Für Gemüse musste der Konsument 2017 tiefer in die Tasche greifen als noch 2011 (+ 15,1 %). Vor allem Tomaten (+ 26,9 %), Zwiebeln und Knoblauch (+ 18,5 %) sowie Salate (+ 18,2 %) verteuerten sich beträchtlich.

Die in Baden-Württemberg eher seltener nachgefragten Fisch und Fischwaren verteuerten sich zwischen 2011 und 2017 um 15,3 %. Dagegen fielen die Preissteigerungen für unser tägliches Brot (und andere Getreideerzeugnisse) mit + 11,9 %, für Süßwaren + 11,8 % und für Fleisch und Fleischwaren + 10,8 % geringer aus.

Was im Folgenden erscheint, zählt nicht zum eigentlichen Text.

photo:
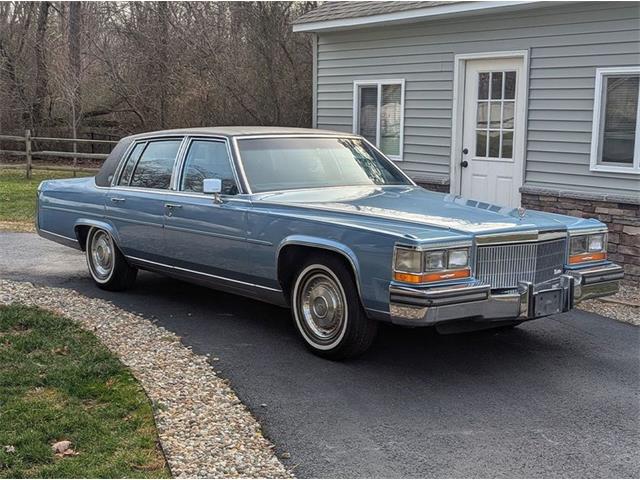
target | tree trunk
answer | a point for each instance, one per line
(41, 76)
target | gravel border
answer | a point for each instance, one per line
(204, 429)
(623, 306)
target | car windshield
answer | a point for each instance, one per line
(282, 163)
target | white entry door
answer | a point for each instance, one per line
(493, 131)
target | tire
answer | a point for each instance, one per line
(327, 310)
(107, 266)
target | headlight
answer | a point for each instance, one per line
(423, 266)
(435, 260)
(596, 242)
(588, 248)
(458, 258)
(408, 260)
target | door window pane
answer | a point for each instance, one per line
(208, 159)
(391, 106)
(496, 85)
(483, 115)
(620, 117)
(507, 144)
(495, 115)
(510, 85)
(125, 177)
(368, 113)
(156, 164)
(481, 143)
(483, 86)
(494, 143)
(507, 114)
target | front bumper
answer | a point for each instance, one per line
(476, 301)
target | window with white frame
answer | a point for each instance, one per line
(378, 114)
(615, 141)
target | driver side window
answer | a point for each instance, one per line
(208, 159)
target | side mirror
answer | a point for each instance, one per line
(213, 186)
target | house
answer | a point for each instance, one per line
(518, 103)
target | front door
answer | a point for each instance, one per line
(200, 234)
(493, 131)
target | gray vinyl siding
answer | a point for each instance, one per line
(566, 44)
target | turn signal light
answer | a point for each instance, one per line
(587, 257)
(431, 277)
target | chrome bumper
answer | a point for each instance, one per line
(476, 301)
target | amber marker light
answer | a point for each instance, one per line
(432, 276)
(587, 257)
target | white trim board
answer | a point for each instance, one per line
(418, 14)
(457, 117)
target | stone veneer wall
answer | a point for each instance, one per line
(621, 215)
(622, 218)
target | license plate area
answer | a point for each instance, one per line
(547, 302)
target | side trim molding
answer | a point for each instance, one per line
(196, 272)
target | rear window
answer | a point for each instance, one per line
(154, 166)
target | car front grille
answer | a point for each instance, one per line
(504, 266)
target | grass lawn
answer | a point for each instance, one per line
(18, 197)
(57, 382)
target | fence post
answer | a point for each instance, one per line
(75, 150)
(27, 146)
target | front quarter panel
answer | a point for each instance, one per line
(61, 203)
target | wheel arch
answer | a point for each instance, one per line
(82, 227)
(294, 247)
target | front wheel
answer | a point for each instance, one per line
(107, 265)
(327, 309)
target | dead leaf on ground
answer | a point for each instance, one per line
(63, 449)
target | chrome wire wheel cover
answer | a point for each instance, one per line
(101, 255)
(321, 307)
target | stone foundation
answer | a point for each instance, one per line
(622, 218)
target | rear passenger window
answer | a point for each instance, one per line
(134, 156)
(153, 169)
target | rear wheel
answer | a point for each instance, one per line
(327, 309)
(107, 266)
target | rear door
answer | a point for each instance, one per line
(201, 234)
(136, 204)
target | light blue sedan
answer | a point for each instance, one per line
(324, 223)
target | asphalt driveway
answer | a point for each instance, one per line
(557, 397)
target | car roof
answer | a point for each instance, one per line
(241, 131)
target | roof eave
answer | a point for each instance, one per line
(427, 13)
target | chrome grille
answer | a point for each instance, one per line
(504, 266)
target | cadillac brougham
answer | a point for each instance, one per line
(324, 223)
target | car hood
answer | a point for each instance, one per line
(417, 205)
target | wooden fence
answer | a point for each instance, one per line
(29, 153)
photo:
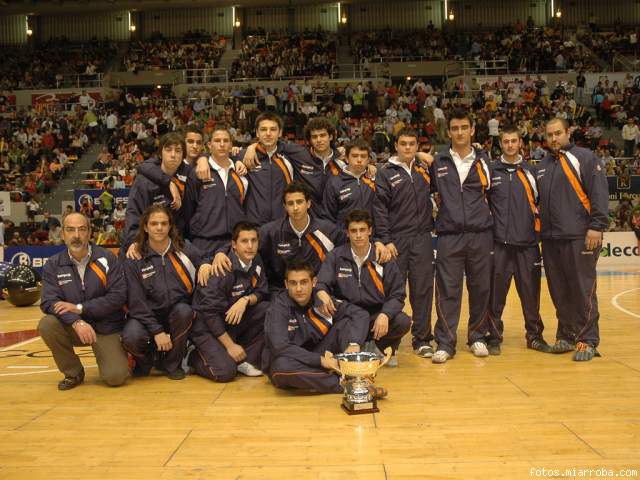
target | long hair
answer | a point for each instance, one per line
(142, 238)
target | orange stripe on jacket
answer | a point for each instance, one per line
(285, 171)
(239, 184)
(181, 273)
(316, 246)
(321, 326)
(483, 177)
(376, 279)
(532, 202)
(98, 271)
(575, 183)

Naschkatzen mussten 2017 für die geliebte Tafel Schokolade 23,7 % mehr ausgeben als noch 2011. Wer sich zuhause lieber ein Wurstbrötchen anrichtet, zahlte für das frische Brötchen 24,4 % und die Salami 20,3 % mehr. Belegt er dagegen lieber eine Scheibe Roggenbrot (+ 5,2 %) mit Wurstaufschnitt (+ 1,2) fällt die Verteuerung im betrachteten Zeitraum weniger stark aus.

Fazit

Je nachdem was der Verbraucher konsumiert, wird sich sein persönlicher Warenkorb mehr oder weniger stark verteuern als der statistische Warenkorb. Aber egal ob Obst oder Gemüse, Fisch oder Fleisch, Butter oder Milch, Brot oder Süßigkeiten die Preise für Nahrungsmittel entwickelten sich zwischen 2011 und 2017 deutlich stärker nach oben als die Teuerungsrate insgesamt. Die ersten 8 Monate des Jahres 2018 deuten auf eine Fortsetzung dieses Trends hin.

1 Lauer, Thomas: Die Preise für Milchprodukte aus Verbrauchersicht, in: Statistisches Monatsheft Baden-Württemberg 8/2016.